I spend Sunday morning this weekend at a church I have never previously served a couple of hours east of Dallas. As is to be expected for a first worship time together, all is well. After lingering in conversation with some congregants and church leadership, I pile into my truck for the drive home. Occasional puffs of cloud dapple the blue sky above me. In the distant west, an enormous anvil cloud has formed. My ill-informed memory says that the temperature inversion flattening the top of the cloud makes it no concern, prevents it from developing into anything significant.

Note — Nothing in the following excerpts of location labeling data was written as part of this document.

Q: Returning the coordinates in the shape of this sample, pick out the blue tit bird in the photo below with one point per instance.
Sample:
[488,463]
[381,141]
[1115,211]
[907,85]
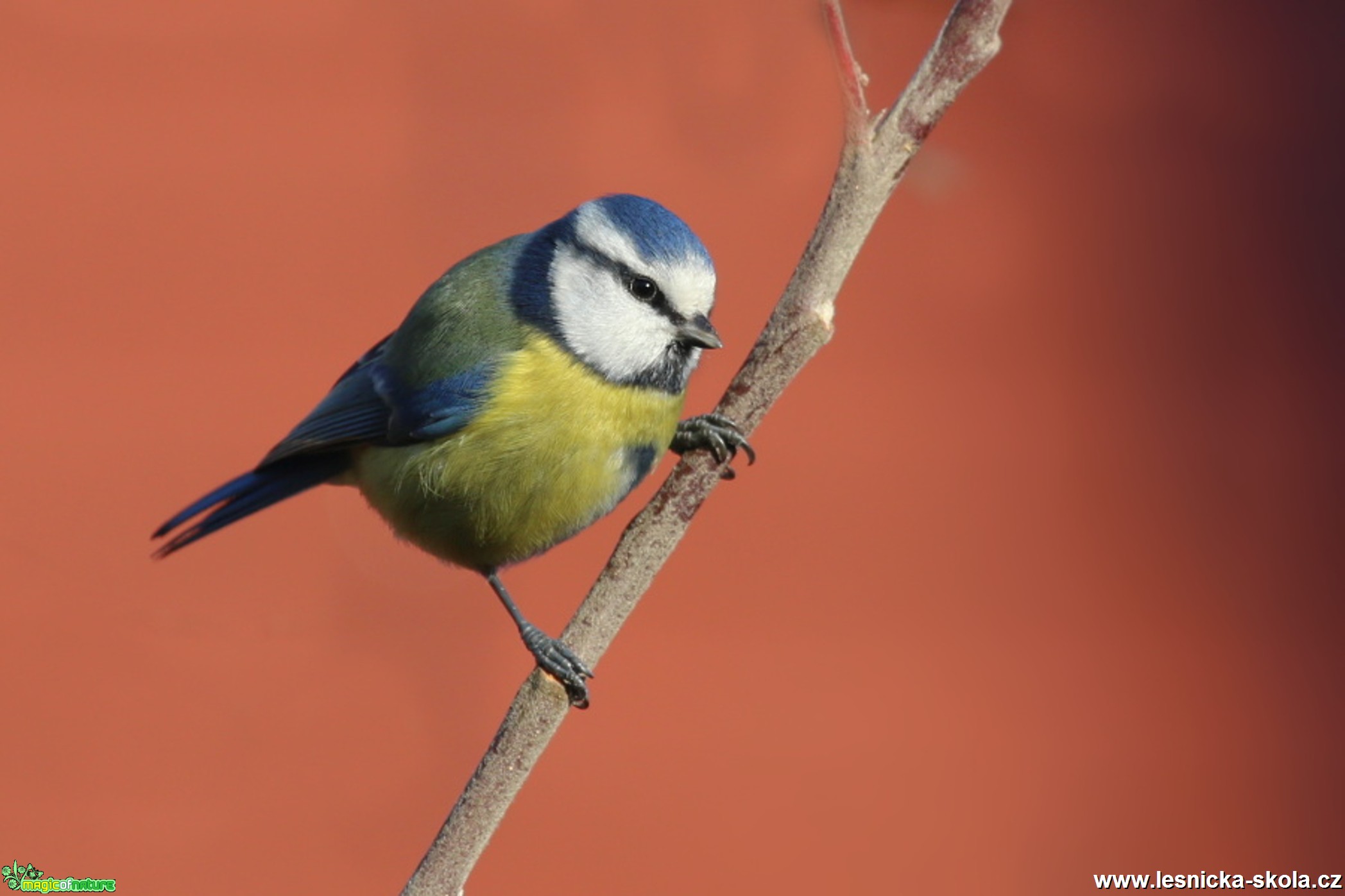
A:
[527,391]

Skeptics who know faith only by introduction, who see it only from a distance, sometimes think of believers as naïve optimists, as those who choose to see no harm in life, no threat in the world. Such straw believers would take David’s early lines in the 34th Psalm as free standing: “Oh, taste and see that the Lord is good; blessed is the man who trusts in Him! Oh, fear the Lord, you His saints! There is no want to those who fear Him. The young lions lack and suffer hunger; but those who seek the Lord shall not lack any good thing.”

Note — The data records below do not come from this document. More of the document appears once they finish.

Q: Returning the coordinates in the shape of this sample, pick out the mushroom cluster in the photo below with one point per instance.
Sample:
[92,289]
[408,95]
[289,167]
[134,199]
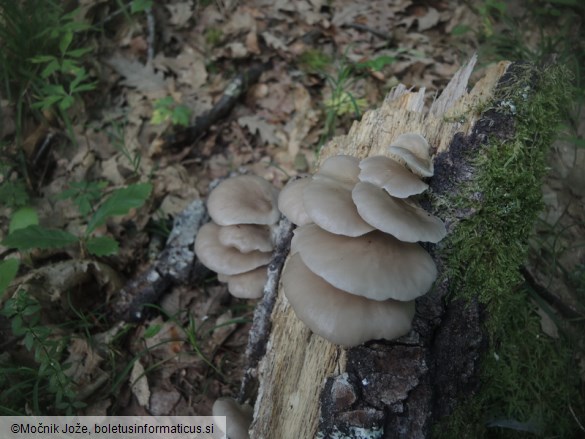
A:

Ninety minutes later, clear sunshine still rains down as I near Dallas. Turning toward home, though, I am stunned to see the mouth of Hades devouring everything to the north. The anvil at the top of the behemoth cloud I saw earlier is where it has reached the bottom of the stratosphere—in contrast to my previous assumption, a sign of potentially very destructive storms.

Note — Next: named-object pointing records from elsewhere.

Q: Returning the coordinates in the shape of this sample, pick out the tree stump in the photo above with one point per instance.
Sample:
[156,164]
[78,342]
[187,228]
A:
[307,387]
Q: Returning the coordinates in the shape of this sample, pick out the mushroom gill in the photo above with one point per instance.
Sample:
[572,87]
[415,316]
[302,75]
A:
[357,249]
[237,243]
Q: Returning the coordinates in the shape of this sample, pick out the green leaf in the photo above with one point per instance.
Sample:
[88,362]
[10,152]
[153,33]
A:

In contrast to the straw men constructed by skeptics, real people come to faith because they encounter life-altering, world-threatening need. A dozen verses after the rosy quotation above, David adds: “Many are the afflictions of the righteous, but the Lord delivers him out of them all.”

I park the truck in the garage just in time to watch swirling clouds for a moment before the downpour inundates my neighborhood. We see no hail and, despite a few hiccups in power, never lose our electricity. Nearby neighborhoods are not as fortunate—although even their power will be restored soon.

Probably David’s best-known encouragement from the 34th Psalm is its subsequent line: “He guards all his bones; not one of them is broken.” John cites it when the soldiers realize Jesus is dead, and so decide not to break his legs. At this point in the gospel, “not one of his bones is broken” is not an idle promise of persistent sunshine and roses: the only reason they do not break his bones is because he is already dead. David’s context in the Psalm (both the poem itself, and the context in which he composes it—see the superscript of Psalm 34) is just as realistic. Yet in John’s story, the bones not being broken are a nod to Jesus’ impending resurrection. In a society where ossuaries are standard, it is hard to miss the subtle implication of resurrection even in the Psalm.

This week, may our encounters in the real, fallen world strengthen our faith in the God who sees us through it, and leads us beyond it.